Hospital-acquired infections increased, in many places despite increased attention to infection control. According to an article published in the November 2020 issue of the American Journal of Infection Control, a hospital in New York experienced a 420% increase in CLABSIs and 179% increase in CAUTIs. A similar-sized hospital in St. Louis experienced a 324% increase in CLABSIs and a 57% increase in CAUTIs.

During the pandemic, “safety culture” scores declined significantly among a sample of 54 hospitals across the United States, according to a white paper by Press Ganey. The Agency for Healthcare Research and Quality (AHRQ) also noted an “alarming” 40% reduction in staff perceptions that management made safety a priority.

Now that the COVID-19 crisis has eased, it’s time to reinvigorate patient safety efforts.

Stress-Proofing Patient Safety Initiatives

It’s human nature: We hyper-focus in crisis. Even though the U.S. Centers for Disease Control and Prevention (CDC) emphasized the importance of hand hygiene in combating the novel coronavirus, data collected by Clean Hands – Safe Hands reveals that handwashing decreased at healthcare facilities that did not use automatic voice reminders to reinforce hand hygiene expectations..

One possible explanation: the stress caused by the pandemic contributed to a significant decline in “Resources and Teamwork,” one of the three safety culture categories assessed by Press Ganey. (The other two are “Prevention and Reporting” and “Pride and Reputation.”) This category reflects communication and collaboration between staff members, as well as staffing levels. Scores for “Prevention and Reporting” declined as well, as staff confidence in administrators’ attempts to improve patient safety plummeted.

In the face of ongoing stress, safety initiatives crumbled. As Leah Binder, president and CEO of The Leapfrog Group, noted in a Forbes article, hospitals’ experience with COVID-19 shows that “all the work on safety culture has not become hard coded or habit and that it could deteriorate under stress, which is exactly when you need that culture to be the strongest.” 

Creating Sustainable Safety Systems

The Press Ganey report, Reverse the Trend: Improving Safety Culture in the COVID-19 Era, says the pandemic “reinforced the importance of highly reliable systems in keeping patients and the workforce safe from harm.” Relying on human effort to fuel safety initiatives is not nearly as effective as creating and implementing sustainable, automated systems and processes.

In a July 2020 Health Affairs article, Carolyn Clancy, AHRQ director from 2002-2013, points out that “health information technology has become a critical enabler of consistent excellence in patient care.” The data generated by electronic hand hygiene systems, for instance, can reveal when (and which) providers are (and are not) engaging in appropriate hand hygiene. Real-time data, such as that provided by Clean Hands – Safe Hands, allows managers and administrators to pinpoint problems and send assistance as needed. Interventions can be targeted and responsive to challenges.
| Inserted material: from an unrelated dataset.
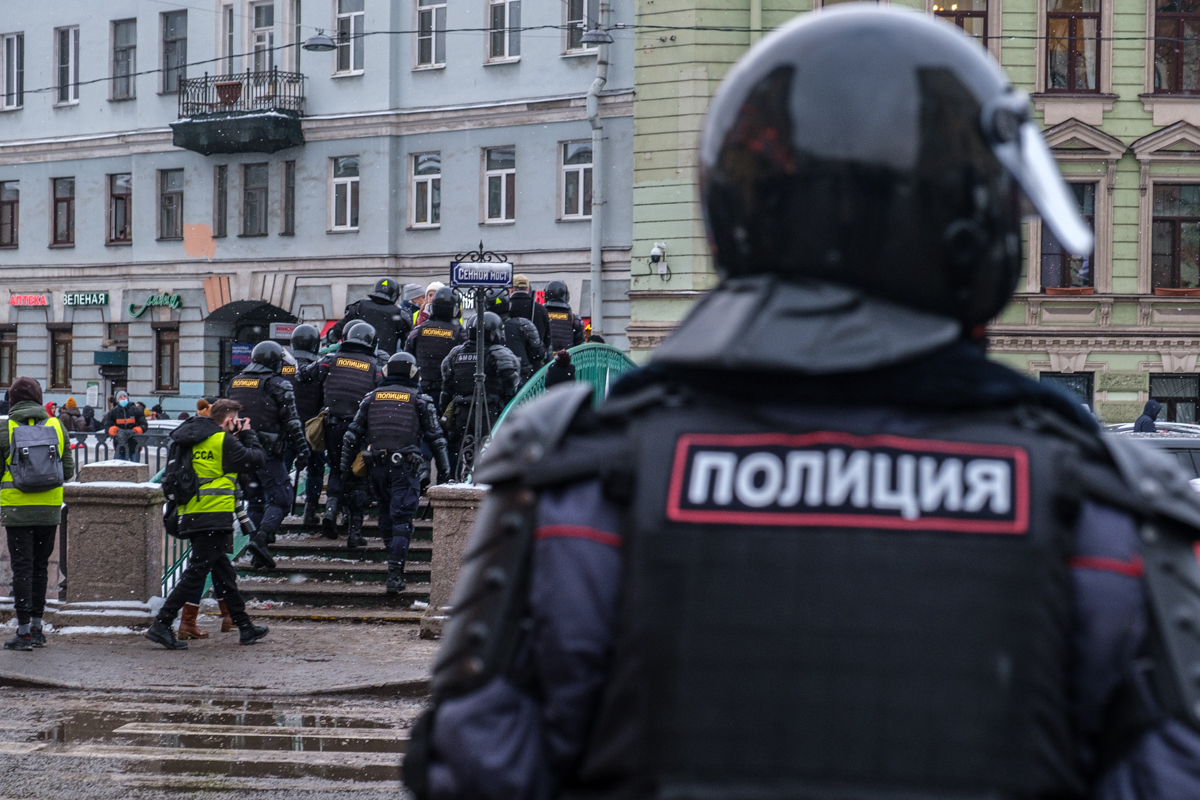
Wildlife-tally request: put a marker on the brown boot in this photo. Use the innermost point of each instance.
(226, 620)
(187, 629)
Importantly, electronic hand hygiene systems are not susceptible to human stress and fatigue. Research has consistently found that use of an electronic hand hygiene system can lead to steady and sustained increases in hand hygiene performance, and Clean Hands – Safe Hands data revealed that hospitals that turned on electronic voice reminders after noticing a dip in hand hygiene during COVID-19 experienced an uptick in appropriate hygiene procedures. 

As we enter the “new normal,” healthcare leaders must work to shore up the foundations of safety culture. It is time to invest in systems and technology that will protect patients and staff – even in times of stress.